Women, obese patients, Native Americans
What is the use for Bile-Acid Binding Resins?
-Used for isolated ⬆ in LDL only
-If ⬆ Triglycerides ➜ ⬆ VLDL
What is the MOA of the Bile-Acid Binding Resins?
-Bile acids = metabolites of cholesterol
-Bind bile acids in the intestines
-Prevent reabsorption
-Excretion ⬆ 10 x’s
-Feedback loop tells body to break down more cholesterol into bile acids
-Also stops the reuptake of bile acids from the gut to the liver
-Taken BID or TID with meals
-Ex: Colestipol, Cholestyramine, Colesevelam
What are the clinical conditions that Bile-Acid Binding Resins are utilized in?

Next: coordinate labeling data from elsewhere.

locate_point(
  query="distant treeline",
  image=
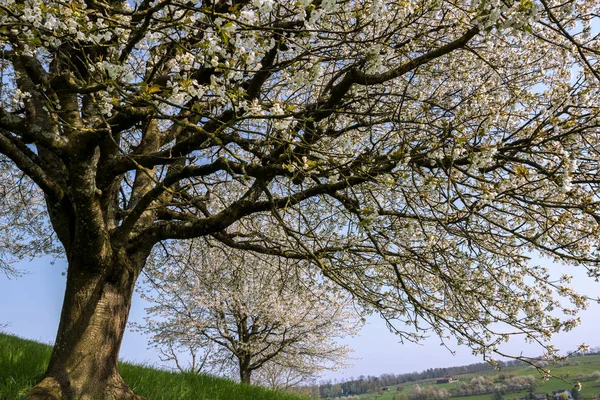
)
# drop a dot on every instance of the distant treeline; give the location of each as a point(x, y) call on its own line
point(365, 384)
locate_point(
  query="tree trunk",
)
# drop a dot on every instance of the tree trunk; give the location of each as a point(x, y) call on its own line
point(245, 371)
point(83, 364)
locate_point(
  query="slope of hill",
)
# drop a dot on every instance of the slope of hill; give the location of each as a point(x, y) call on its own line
point(22, 363)
point(566, 377)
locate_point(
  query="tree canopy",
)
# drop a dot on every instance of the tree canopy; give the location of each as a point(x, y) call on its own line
point(265, 319)
point(414, 151)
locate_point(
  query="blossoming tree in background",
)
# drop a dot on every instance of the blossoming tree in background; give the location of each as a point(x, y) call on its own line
point(411, 151)
point(244, 312)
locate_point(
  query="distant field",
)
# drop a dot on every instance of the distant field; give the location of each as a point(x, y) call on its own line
point(566, 378)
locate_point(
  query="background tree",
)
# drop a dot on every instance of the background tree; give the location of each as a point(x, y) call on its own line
point(254, 312)
point(413, 151)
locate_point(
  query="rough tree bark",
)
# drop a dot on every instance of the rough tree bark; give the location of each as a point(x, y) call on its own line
point(83, 364)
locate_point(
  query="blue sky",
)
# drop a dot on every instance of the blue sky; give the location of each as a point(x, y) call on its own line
point(31, 306)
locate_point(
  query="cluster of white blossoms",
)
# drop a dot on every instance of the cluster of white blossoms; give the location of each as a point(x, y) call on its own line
point(413, 151)
point(246, 307)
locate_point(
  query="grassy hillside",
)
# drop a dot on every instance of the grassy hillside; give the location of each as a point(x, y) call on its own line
point(566, 377)
point(22, 363)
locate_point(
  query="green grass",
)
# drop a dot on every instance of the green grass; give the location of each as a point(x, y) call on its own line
point(23, 362)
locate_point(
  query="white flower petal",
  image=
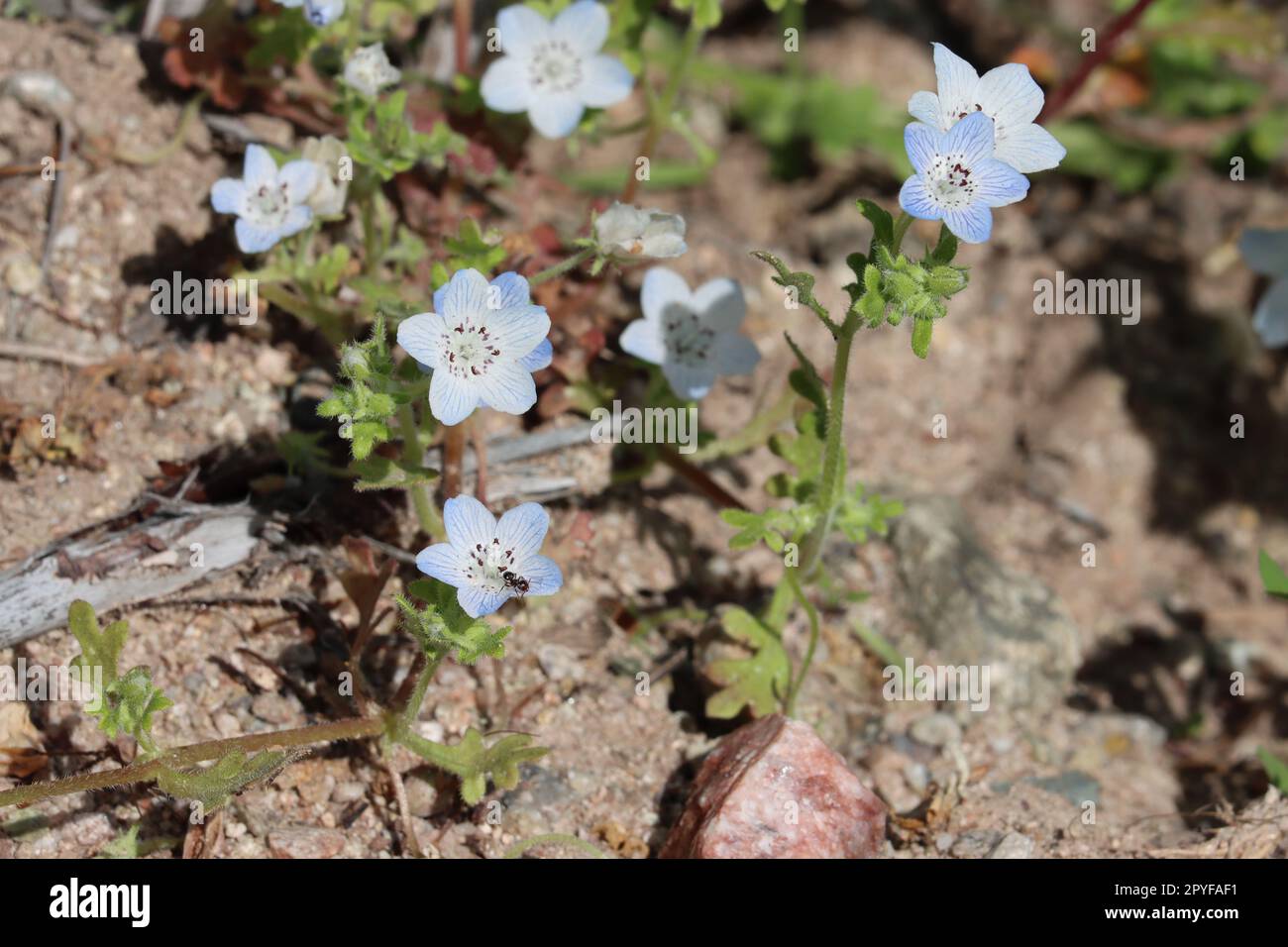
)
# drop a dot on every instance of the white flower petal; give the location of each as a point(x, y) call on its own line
point(690, 381)
point(971, 138)
point(921, 142)
point(542, 574)
point(523, 530)
point(540, 357)
point(923, 106)
point(442, 562)
point(520, 29)
point(506, 386)
point(506, 86)
point(720, 304)
point(1029, 149)
point(1265, 252)
point(957, 81)
point(478, 602)
point(514, 290)
point(604, 81)
point(555, 115)
point(228, 195)
point(661, 287)
point(451, 401)
point(1271, 316)
point(468, 522)
point(1009, 95)
point(518, 330)
point(421, 337)
point(643, 339)
point(973, 224)
point(465, 296)
point(584, 26)
point(915, 198)
point(999, 183)
point(735, 355)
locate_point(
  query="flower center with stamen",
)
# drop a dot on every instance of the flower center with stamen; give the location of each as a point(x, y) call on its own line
point(487, 564)
point(951, 182)
point(554, 67)
point(469, 350)
point(688, 342)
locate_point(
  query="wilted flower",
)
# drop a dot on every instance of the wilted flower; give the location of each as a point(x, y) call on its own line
point(625, 230)
point(1008, 95)
point(269, 201)
point(330, 155)
point(553, 69)
point(694, 335)
point(369, 71)
point(1266, 253)
point(489, 562)
point(483, 342)
point(956, 176)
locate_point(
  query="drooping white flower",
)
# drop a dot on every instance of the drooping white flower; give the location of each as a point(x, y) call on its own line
point(489, 562)
point(553, 69)
point(692, 334)
point(482, 343)
point(269, 201)
point(956, 178)
point(1008, 95)
point(317, 12)
point(627, 231)
point(329, 154)
point(1266, 253)
point(369, 71)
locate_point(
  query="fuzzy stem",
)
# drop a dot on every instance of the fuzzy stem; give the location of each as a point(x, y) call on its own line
point(562, 266)
point(353, 728)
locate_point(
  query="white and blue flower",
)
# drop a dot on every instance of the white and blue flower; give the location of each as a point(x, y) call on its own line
point(1008, 95)
point(318, 12)
point(553, 69)
point(956, 178)
point(269, 201)
point(692, 334)
point(488, 562)
point(1266, 253)
point(482, 343)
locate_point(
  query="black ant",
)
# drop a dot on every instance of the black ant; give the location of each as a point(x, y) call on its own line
point(518, 582)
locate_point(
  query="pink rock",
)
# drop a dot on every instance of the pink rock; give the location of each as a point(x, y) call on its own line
point(774, 789)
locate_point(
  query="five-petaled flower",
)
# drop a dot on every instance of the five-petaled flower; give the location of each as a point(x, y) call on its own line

-Primary Hypercholesterolemia
-Combined Hyperlipidemia (Must add Niacin)
-Can be combined with other agents to maximize effect
-Helpful in relieving pruritus from cholestasis & bile salt accumulation
What are the toxicity S/Sx of Bile-Acid Binding Resins?
-Impairs the absorption of other drugs (Give other meds 1 hr before or 2 hrs after)
-Constipation & bloating (C/I in Diverticulitis!!!!)
-Malabsorption of Vit K (Monitor PT in pts taking anticoagulants like Coumadin that are Vit K dependent)
What is the MOA of the Inhibitor of Intestinal Sterol Absorption (Ezetimibe)?
Selective inhibitor of intestinal absorption of cholesterol and phytosterols.
-Targets the transport protein NPC1L1
-Inhibits the reabsorption of cholesterol excreted in the bile
-⬇LDL with minimal ⬆HDL
-Half-life = 22 hours
What are Phytosterols?
Saturated plant steroid alcohol. Similar to cholesterol
What are the therapeutic uses of the Inhibitor of Intestinal Sterol Absorption (Ezetimibe)?
Primary Hypercholesterolemia & Phytosterolemia
-Can be used in combo with Statins.
-Synergistic with Statins
What is the toxicity associated with Ezetimibe?
Low incidence of reversible hepatic dysfunction.
-If you stop therapy, can reverse liver dysfunction that occurred due to toxicity.